Personally I thought Darling's budget was unsurprising. Some things went up, shock. Budget consistent with the "Don't cut now, cut later" ethos that is Labour's election pose which simultaneously allows them to paint their pending cuts as a good thing because they are simply further away than the cuts of the other parties.
BBC Economics Editor Stephanie Flanders summed up Mr Darling's message as "it's bad, but not as bad as we thought - and not nearly as bad as it would have been under the Conservatives".
The Tory response was equally predictable. They said that Labour nicks ideas off them, which it does. Cameron also said "We need a credible plan to cut the deficit. We need an unleashing of enterprise across the nation. We need a plan to boost employment through radical welfare and school reform." I'm fairly sure this makes no sense, how does laying off civil servants "unleash" enterprise?
Nick Clegg, who apparently leads a party called the "Liberal Democrats" responded in similarly uninspiring fashion.
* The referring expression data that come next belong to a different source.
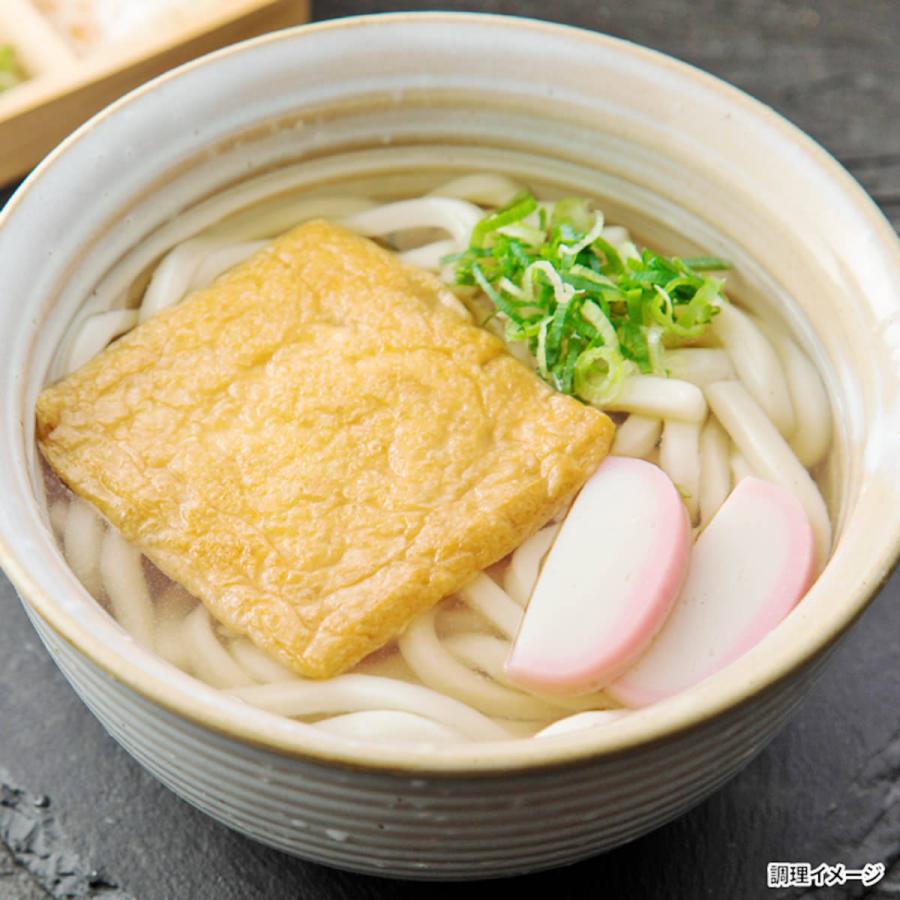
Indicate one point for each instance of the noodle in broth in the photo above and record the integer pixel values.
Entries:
(722, 414)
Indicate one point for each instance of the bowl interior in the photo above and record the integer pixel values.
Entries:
(688, 164)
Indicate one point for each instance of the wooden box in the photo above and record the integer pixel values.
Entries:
(66, 86)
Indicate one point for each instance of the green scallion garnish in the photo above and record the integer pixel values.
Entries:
(590, 311)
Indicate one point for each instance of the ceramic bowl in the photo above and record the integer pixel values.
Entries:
(689, 163)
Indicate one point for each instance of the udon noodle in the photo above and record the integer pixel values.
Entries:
(747, 401)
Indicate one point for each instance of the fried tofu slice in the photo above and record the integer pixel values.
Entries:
(317, 447)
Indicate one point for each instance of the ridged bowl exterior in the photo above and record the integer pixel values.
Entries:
(691, 165)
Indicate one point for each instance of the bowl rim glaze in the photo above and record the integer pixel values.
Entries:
(254, 728)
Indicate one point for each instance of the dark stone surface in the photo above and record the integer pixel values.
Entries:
(826, 789)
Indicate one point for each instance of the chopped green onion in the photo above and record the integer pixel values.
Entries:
(599, 373)
(590, 312)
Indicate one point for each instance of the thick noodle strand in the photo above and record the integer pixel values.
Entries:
(659, 398)
(769, 455)
(636, 436)
(442, 672)
(123, 578)
(354, 693)
(757, 365)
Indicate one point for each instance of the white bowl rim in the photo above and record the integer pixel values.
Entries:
(704, 703)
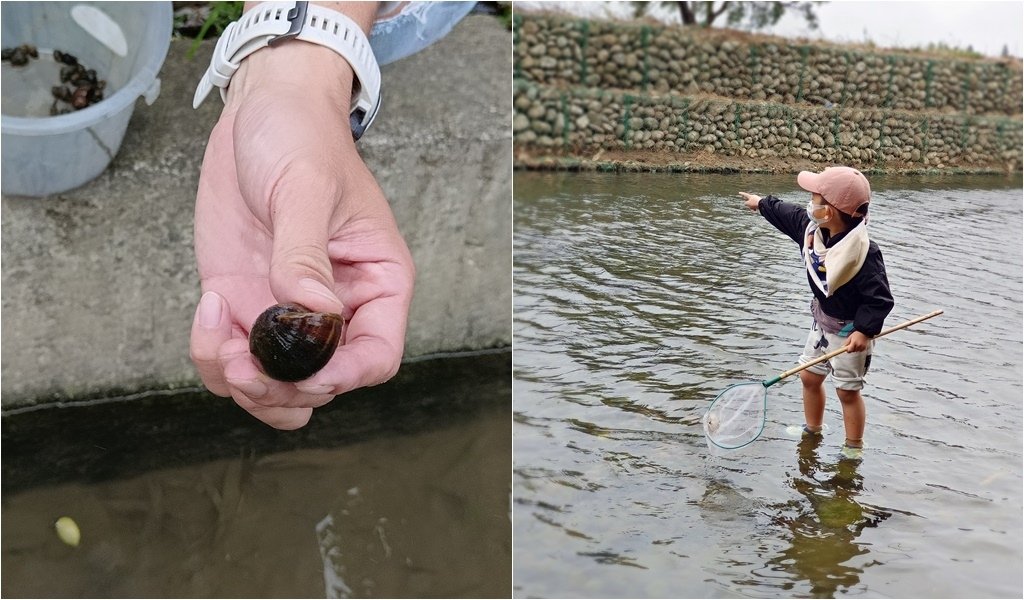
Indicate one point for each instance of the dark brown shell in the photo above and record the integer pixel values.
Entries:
(291, 343)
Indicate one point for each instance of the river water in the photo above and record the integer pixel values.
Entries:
(394, 491)
(639, 297)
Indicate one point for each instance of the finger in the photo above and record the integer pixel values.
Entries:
(285, 418)
(300, 267)
(211, 329)
(247, 382)
(372, 352)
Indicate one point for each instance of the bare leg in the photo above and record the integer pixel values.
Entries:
(854, 415)
(814, 399)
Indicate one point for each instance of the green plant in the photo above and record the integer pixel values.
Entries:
(221, 14)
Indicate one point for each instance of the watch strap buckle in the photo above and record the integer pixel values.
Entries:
(296, 18)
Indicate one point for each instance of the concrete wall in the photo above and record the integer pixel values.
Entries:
(99, 284)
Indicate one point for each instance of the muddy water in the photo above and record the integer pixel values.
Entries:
(186, 498)
(639, 297)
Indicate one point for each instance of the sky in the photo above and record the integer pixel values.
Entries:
(984, 26)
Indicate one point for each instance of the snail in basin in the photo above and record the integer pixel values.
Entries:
(291, 342)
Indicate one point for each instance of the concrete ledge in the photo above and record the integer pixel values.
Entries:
(99, 284)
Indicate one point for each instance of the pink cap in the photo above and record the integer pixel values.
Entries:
(844, 187)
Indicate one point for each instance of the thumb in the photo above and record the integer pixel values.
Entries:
(300, 267)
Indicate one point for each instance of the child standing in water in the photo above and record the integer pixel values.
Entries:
(848, 282)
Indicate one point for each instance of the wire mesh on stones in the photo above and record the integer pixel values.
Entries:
(736, 417)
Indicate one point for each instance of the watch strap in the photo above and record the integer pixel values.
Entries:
(271, 23)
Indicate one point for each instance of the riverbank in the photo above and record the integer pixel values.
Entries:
(642, 97)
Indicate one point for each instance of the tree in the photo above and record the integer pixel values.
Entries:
(752, 15)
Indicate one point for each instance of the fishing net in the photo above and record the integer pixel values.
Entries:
(736, 417)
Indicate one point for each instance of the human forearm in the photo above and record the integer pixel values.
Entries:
(313, 72)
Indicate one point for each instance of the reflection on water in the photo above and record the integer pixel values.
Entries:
(825, 527)
(396, 491)
(640, 297)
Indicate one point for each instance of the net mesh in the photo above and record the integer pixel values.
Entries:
(737, 416)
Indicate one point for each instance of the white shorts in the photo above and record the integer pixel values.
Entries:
(848, 370)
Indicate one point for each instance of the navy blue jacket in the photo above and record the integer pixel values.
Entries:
(865, 299)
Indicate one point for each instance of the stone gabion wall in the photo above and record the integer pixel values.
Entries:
(589, 120)
(565, 52)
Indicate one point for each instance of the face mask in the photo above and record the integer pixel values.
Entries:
(812, 208)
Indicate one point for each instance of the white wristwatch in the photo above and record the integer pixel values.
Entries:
(271, 23)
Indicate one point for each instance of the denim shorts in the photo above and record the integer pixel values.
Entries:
(403, 29)
(848, 370)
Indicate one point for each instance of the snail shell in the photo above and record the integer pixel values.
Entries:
(291, 342)
(68, 530)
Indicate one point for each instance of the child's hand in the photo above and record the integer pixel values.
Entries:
(857, 342)
(750, 200)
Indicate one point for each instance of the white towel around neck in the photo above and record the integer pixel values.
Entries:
(841, 262)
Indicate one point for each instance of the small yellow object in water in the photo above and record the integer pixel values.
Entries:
(68, 531)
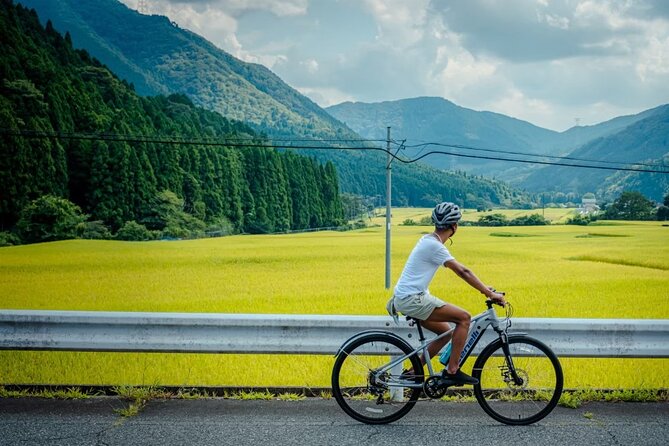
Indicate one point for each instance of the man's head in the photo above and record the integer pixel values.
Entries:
(446, 215)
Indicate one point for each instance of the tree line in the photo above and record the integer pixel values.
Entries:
(176, 189)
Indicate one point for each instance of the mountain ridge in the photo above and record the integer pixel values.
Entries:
(434, 119)
(157, 46)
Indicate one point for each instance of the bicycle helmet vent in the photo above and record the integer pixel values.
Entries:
(445, 214)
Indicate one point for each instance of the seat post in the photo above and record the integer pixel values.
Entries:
(421, 336)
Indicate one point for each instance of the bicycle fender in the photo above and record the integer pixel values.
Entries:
(357, 336)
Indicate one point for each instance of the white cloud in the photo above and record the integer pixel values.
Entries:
(547, 62)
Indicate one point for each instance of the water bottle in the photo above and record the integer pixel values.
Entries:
(445, 354)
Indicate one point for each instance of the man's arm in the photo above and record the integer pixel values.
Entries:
(468, 276)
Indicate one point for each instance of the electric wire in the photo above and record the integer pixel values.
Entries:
(570, 158)
(262, 143)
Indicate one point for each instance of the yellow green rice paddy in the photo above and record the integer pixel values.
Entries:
(614, 270)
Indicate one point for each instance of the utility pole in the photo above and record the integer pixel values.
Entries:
(388, 211)
(142, 7)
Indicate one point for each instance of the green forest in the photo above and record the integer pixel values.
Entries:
(50, 88)
(159, 57)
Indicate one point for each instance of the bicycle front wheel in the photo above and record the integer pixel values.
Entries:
(368, 395)
(523, 397)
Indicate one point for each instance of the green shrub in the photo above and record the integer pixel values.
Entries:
(93, 230)
(529, 220)
(9, 239)
(581, 220)
(493, 220)
(133, 231)
(49, 218)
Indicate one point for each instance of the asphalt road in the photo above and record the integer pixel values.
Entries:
(31, 421)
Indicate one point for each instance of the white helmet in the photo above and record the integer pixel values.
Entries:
(445, 214)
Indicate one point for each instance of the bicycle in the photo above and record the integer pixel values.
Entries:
(520, 378)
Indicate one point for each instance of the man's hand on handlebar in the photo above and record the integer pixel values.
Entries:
(497, 297)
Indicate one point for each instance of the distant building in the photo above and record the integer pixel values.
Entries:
(588, 204)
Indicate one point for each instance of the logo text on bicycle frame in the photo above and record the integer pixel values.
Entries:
(471, 341)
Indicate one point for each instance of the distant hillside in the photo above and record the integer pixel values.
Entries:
(645, 141)
(49, 87)
(159, 57)
(432, 119)
(429, 119)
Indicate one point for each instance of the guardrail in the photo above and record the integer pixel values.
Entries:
(295, 334)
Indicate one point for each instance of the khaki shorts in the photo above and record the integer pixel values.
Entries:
(419, 306)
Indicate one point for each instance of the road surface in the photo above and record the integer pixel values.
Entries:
(217, 421)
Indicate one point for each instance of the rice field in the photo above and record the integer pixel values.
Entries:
(609, 270)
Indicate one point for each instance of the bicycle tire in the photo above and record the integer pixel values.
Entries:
(518, 404)
(352, 385)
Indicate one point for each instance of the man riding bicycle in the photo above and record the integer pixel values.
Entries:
(412, 297)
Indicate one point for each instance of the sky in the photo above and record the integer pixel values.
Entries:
(554, 63)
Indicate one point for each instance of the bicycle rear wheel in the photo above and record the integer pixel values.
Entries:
(368, 396)
(528, 399)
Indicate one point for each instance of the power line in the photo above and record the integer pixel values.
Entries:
(460, 146)
(257, 143)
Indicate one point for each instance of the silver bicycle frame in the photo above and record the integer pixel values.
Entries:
(478, 326)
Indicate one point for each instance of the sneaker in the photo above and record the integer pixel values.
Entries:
(459, 378)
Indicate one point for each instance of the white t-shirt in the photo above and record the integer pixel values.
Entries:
(424, 261)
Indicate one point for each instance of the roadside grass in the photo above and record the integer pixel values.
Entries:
(575, 398)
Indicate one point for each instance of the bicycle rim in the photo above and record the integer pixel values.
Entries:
(370, 397)
(516, 403)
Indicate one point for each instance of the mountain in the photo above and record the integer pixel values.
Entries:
(157, 56)
(50, 88)
(433, 119)
(636, 138)
(643, 141)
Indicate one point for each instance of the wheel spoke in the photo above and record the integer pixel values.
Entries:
(363, 392)
(530, 398)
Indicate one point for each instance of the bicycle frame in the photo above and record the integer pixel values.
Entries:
(478, 326)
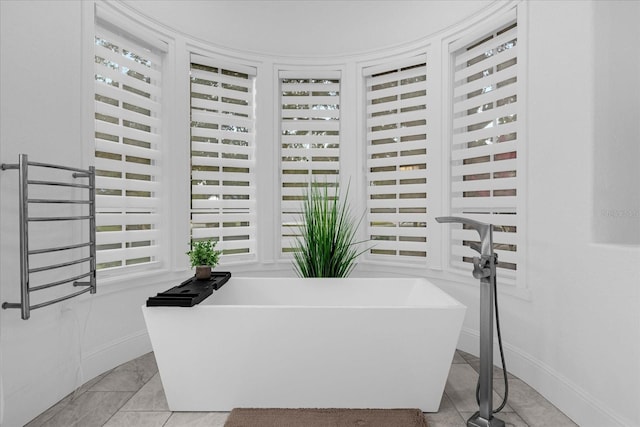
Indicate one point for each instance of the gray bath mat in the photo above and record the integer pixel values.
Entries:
(245, 417)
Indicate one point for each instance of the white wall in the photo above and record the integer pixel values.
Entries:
(616, 126)
(310, 28)
(576, 338)
(41, 106)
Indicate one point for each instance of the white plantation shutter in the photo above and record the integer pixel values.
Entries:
(128, 117)
(397, 160)
(310, 141)
(485, 143)
(223, 183)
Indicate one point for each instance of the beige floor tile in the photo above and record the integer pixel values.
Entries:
(447, 415)
(533, 408)
(130, 376)
(90, 409)
(197, 419)
(138, 419)
(150, 397)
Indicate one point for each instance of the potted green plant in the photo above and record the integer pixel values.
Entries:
(204, 257)
(326, 246)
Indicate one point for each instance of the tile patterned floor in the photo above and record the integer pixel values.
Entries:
(132, 395)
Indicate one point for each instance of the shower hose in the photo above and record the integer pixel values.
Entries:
(504, 367)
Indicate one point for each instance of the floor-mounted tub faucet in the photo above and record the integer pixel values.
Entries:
(484, 268)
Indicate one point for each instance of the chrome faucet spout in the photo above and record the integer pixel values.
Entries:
(484, 230)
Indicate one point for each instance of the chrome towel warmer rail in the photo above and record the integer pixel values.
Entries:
(24, 182)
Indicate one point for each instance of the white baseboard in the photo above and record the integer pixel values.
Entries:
(575, 402)
(114, 353)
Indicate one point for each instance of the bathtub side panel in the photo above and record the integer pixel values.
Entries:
(217, 358)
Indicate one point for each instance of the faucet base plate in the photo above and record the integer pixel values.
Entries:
(478, 421)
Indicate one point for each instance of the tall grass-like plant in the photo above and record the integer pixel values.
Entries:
(326, 246)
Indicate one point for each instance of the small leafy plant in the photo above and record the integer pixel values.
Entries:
(326, 246)
(203, 253)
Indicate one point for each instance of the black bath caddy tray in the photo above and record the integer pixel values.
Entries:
(190, 292)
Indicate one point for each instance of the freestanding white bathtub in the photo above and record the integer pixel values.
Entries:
(308, 343)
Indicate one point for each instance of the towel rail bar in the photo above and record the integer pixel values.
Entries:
(78, 202)
(59, 184)
(59, 248)
(24, 219)
(59, 218)
(59, 282)
(62, 264)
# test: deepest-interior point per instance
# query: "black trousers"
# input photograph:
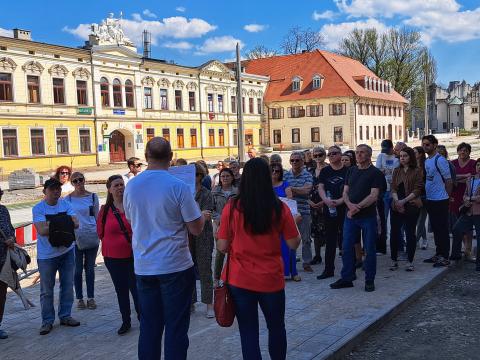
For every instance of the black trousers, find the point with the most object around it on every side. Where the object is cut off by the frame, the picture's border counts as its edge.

After trying to win a bet by cramming as many cliches as possible into a single paragraph Clegg berated the government's refusal to slash spending by saying that "Labour should stop trying to kid people about this recession. They got us into it. Only by being honest about how we got into this mess will we ever be able to get out."
There were better responses from Ann Pettifor, LEAP and the Greens, who displayed an altogether different kind of realism - one that understands that poverty is not a positive economic tool and that we should be bolstering the economy not undermining it.
Caroline Lucas, Green Party leader, said that "Unlike the other parties, we will argue that increases in taxation for the better-off are required. We will raise taxes fairly and explain them honestly. Labour's plans depend upon wishful thinking about how quickly the economy and tax revenues will recover. They are unwilling to tell you about the cuts and tax increases coming later.
"In contrast, the Green Party will be open about what we would cut, what we would defend, and about the fact that we need to raise taxation from 36% of GDP in 2009-10 to around 45% in 2013. This would halve the gap between government expenditure and revenues by 2013-14 (as the Labour government proposes) and progressively close the gap thereafter."It's interesting that when the government proposes cuts they never consider waste like ID cards, or Trident they always cut backs in the public sector.